POJ2586,Y2K Accounting Bug,简单是简单，无法理解此类叙述的思维

Y2K Accounting Bug

Description

Accounting for Computer Machinists (ACM) has sufferred from the Y2K bug and lost some vital data for preparing annual report for MS Inc. 
All what they remember is that MS Inc. posted a surplus or a deficit each month of 1999 and each month when MS Inc. posted surplus, the amount of surplus was s and each month when MS Inc. posted deficit, the deficit was d. They do not remember which or how many months posted surplus or deficit. MS Inc., unlike other companies, posts their earnings for each consecutive 5 months during a year. ACM knows that each of these 8 postings reported a deficit but they do not know how much. The chief accountant is almost sure that MS Inc. was about to post surplus for the entire year of 1999. Almost but not quite. 
Write a program, which decides whether MS Inc. suffered a deficit during 1999, or if a surplus for 1999 was possible, what is the maximum amount of surplus that they can post.

Input

Input is a sequence of lines, each containing two positive integers s and d.

Output

For each line of input, output one line containing either a single integer giving the amount of surplus for the entire year, or output Deficit if it is impossible.

Sample Input

59 237
375 743
200000 849694
2500000 8000000

Sample Output

116
28
300612
Deficit

分析：

看了半天discuss也没理解给出的s,d是什么，每季度的还是每个月的还是一年的。。。

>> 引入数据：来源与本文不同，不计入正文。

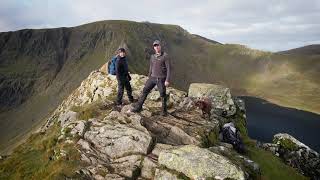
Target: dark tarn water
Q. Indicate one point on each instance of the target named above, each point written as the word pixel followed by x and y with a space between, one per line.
pixel 265 119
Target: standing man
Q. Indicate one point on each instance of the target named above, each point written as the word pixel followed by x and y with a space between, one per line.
pixel 159 74
pixel 123 76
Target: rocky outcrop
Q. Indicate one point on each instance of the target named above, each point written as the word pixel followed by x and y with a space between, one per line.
pixel 118 144
pixel 295 154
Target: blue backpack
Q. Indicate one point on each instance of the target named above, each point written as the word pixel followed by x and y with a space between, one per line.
pixel 112 66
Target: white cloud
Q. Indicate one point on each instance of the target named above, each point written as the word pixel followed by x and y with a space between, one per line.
pixel 269 25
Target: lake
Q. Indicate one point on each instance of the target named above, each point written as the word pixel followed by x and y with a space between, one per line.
pixel 265 119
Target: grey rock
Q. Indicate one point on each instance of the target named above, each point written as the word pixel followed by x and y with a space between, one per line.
pixel 199 163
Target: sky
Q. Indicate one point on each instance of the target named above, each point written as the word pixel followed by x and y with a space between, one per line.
pixel 271 25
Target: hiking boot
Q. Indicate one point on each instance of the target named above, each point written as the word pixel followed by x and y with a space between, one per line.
pixel 164 111
pixel 136 108
pixel 118 103
pixel 132 100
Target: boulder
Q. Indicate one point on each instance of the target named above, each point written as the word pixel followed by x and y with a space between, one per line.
pixel 199 163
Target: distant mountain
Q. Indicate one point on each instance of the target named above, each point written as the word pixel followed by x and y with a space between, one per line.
pixel 39 68
pixel 305 50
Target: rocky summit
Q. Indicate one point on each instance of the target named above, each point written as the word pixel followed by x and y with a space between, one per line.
pixel 114 143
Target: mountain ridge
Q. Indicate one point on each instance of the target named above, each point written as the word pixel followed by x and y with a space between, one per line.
pixel 39 68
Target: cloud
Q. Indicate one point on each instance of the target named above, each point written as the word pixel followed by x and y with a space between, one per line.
pixel 272 25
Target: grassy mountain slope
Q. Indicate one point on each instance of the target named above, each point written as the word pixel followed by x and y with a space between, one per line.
pixel 39 68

大意是一个公司在12个月中，或固定盈余s，或固定亏损d.
但记不得哪些月盈余，哪些月亏损，只能记得连续5个月的代数和总是亏损(<0为亏损)，而一年中只有8个连续的5个月，分别为1~5，2~6，…，8~12
问全年是否可能盈利？若可能，输出可能最大盈利金额，否则输出“Deficit".

实际上;只要讨论5种情况即可；(任一月固定盈余s，或固定亏损d).

SSSSDSSSSDSS   4s<d       保证“连续5个月必亏损”，每连续5个月种至少1个月D，保证可能有全年最大盈余，每连续5个月中至多4个月S

SSSDDSSSDDSS   3s<2d      保证“连续5个月必亏损”，每连续5个月种至少2个月D，保证可能有全年最大盈余，每连续5个月中至多3个月S

SSDDDSSDDDSS   2s<3d      保证“连续5个月必亏损”，每连续5个月种至少3个月D，保证可能有全年最大盈余，每连续5个月中至多2个月S

SDDDDSDDDDSD   s<4d       保证“连续5个月必亏损”，每连续5个月种至少4个月D，保证可能有全年最大盈余，每连续5个月中至多1个月S

DDDDDDDDDDDD   s>=4d      保证“连续5个月必亏损”，每连续5个月种至少5个月D，每月亏损，此情况全年必亏损

code:

#include<iostream>
#include<cstdio>
using namespace std;
int calculator(int s,int d)
{
    if (s*4<d) return 10*s-2*d;
    if (s*3<d*2) return 8*s-4*d;
    if (s*2<d*3) return 6*s-6*d;
    if (s<d*4) return 3*s-9*d;
    return -1;
}
int main()
{
    int s,d;
    while(scanf("%d %d",&s,&d)==2)
    {
        int res=calculator(s,d);
        if(res<0) printf("Deficit\n");
        else printf("%d\n",res);
    }
    return 0;
}